Ceará é modelo para o Brasil no cuidado a 400 mil crianças, mas educação e saúde desafiam políticas
No Dia da Criança, o Diário do Nordeste discute como primeira infância tem avanços no CE, mas ainda carece de investimentos básicos para garantir atendimento integral
Crianças com desenvolvimento físico, social, cognitivo e emocional desde os primeiros anos de vida. Para alguns pode parecer utopia, mas instituições do Ceará vêm dando passos importantes para garantir condições de igualdade em todas essas dimensões a quase 400 mil crianças de até 6 anos de idade, conforme estimativas do Instituto Brasileiro de Geografia e Estatística (IBGE) para o ano de 2023. Apesar do empenho, carências históricas em educação e saúde ainda impõem urgência às discussões.

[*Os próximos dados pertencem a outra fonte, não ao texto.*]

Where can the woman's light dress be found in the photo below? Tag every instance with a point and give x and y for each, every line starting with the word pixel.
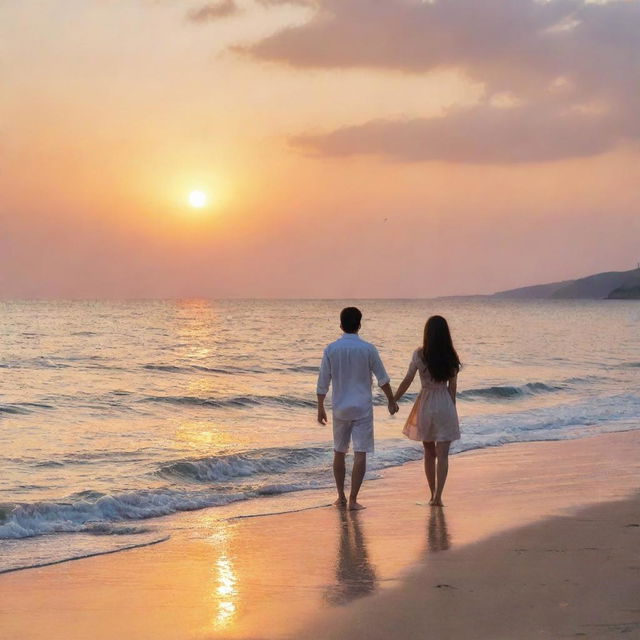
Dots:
pixel 433 417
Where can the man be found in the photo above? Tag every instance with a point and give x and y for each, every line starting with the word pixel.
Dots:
pixel 347 364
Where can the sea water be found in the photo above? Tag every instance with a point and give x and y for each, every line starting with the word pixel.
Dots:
pixel 114 415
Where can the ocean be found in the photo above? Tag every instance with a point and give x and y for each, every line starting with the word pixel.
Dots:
pixel 117 416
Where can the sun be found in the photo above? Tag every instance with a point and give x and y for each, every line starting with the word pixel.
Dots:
pixel 198 199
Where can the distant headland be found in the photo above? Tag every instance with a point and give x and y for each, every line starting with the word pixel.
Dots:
pixel 611 285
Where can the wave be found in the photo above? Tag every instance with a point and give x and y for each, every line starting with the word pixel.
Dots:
pixel 502 392
pixel 26 520
pixel 96 513
pixel 23 407
pixel 234 401
pixel 82 556
pixel 224 467
pixel 228 370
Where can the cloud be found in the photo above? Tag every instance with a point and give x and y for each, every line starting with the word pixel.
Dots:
pixel 214 11
pixel 571 68
pixel 483 134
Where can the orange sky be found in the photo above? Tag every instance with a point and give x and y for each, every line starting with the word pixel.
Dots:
pixel 349 149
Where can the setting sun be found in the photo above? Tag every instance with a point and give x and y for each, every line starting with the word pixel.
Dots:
pixel 197 199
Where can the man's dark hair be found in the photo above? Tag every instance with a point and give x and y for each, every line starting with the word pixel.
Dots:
pixel 350 318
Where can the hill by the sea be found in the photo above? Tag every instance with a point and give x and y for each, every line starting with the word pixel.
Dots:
pixel 612 285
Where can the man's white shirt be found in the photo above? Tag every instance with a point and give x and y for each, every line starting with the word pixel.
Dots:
pixel 347 364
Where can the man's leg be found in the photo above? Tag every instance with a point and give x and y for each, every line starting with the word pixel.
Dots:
pixel 357 476
pixel 338 474
pixel 362 435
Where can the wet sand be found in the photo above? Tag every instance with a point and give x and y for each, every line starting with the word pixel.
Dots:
pixel 536 540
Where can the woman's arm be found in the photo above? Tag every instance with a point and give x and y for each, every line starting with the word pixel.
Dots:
pixel 404 385
pixel 452 386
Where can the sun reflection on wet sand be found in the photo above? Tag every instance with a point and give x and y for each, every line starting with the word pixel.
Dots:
pixel 226 592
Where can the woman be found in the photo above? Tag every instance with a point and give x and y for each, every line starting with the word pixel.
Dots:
pixel 433 418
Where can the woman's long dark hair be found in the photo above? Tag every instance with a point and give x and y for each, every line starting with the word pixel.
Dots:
pixel 437 350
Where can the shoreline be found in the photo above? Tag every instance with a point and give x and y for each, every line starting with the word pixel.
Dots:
pixel 274 575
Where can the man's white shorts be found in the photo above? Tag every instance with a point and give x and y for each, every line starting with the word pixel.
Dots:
pixel 359 430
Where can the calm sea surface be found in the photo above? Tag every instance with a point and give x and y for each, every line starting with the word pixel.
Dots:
pixel 115 414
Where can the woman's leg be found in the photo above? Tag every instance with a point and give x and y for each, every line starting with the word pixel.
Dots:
pixel 442 457
pixel 430 466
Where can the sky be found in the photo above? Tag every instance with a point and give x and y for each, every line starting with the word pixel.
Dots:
pixel 347 148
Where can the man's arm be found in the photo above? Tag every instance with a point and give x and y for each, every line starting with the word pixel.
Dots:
pixel 322 414
pixel 383 380
pixel 324 379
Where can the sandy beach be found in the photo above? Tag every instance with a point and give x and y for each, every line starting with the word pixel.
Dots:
pixel 536 540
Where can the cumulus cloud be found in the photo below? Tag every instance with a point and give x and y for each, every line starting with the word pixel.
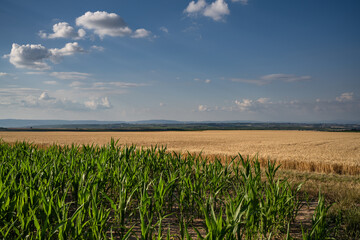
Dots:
pixel 270 78
pixel 217 10
pixel 195 7
pixel 33 56
pixel 164 29
pixel 70 75
pixel 244 104
pixel 108 24
pixel 69 49
pixel 243 2
pixel 95 104
pixel 97 48
pixel 63 30
pixel 29 56
pixel 345 97
pixel 203 108
pixel 45 96
pixel 141 33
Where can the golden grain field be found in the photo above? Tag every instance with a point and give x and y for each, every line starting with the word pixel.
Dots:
pixel 329 152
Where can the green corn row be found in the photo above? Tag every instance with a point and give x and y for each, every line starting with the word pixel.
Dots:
pixel 114 192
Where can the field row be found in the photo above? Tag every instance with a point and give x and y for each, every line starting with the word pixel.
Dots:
pixel 113 192
pixel 327 152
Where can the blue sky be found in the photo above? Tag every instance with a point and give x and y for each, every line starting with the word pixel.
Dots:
pixel 203 60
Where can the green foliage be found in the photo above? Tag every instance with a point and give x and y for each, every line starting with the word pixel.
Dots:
pixel 106 192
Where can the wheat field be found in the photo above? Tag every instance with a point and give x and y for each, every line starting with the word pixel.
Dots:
pixel 328 152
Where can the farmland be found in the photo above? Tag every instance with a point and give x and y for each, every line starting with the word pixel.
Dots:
pixel 324 152
pixel 117 190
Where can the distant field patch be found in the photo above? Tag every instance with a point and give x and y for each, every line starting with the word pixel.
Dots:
pixel 329 152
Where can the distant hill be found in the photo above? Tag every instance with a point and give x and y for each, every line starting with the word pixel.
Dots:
pixel 164 125
pixel 21 123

A cabeça de uma criança é como um terreno pronto para ser construído. São os primeiros anos que garantem um verdadeiro mutirão de conexões no cérebro - centenas por segundo - para dar sentido ao mundo que a rodeia. Esse desempenho demanda um ambiente favorável cercado por direitos básicos, como alimentação, saúde, educação e lazer.
“Quanto mais adversidades enfrenta, mais a criança produz o cortisol, que é o hormônio do estresse tóxico”, explica Joana Mota, diretora do Instituto da Primeira Infância (Iprede), fundado em Fortaleza há 37 anos e referência no combate à desnutrição.
“Isso acaba por lesionar áreas do cérebro, como aprendizagem e comportamento, de forma permanente. Ela vai ter mais chances de cometer suicídio e de ter problemas antissociais ou com álcool e drogas. É o cidadão de amanhã que está sendo construído nesse momento da primeira infância”, complementa a psicóloga.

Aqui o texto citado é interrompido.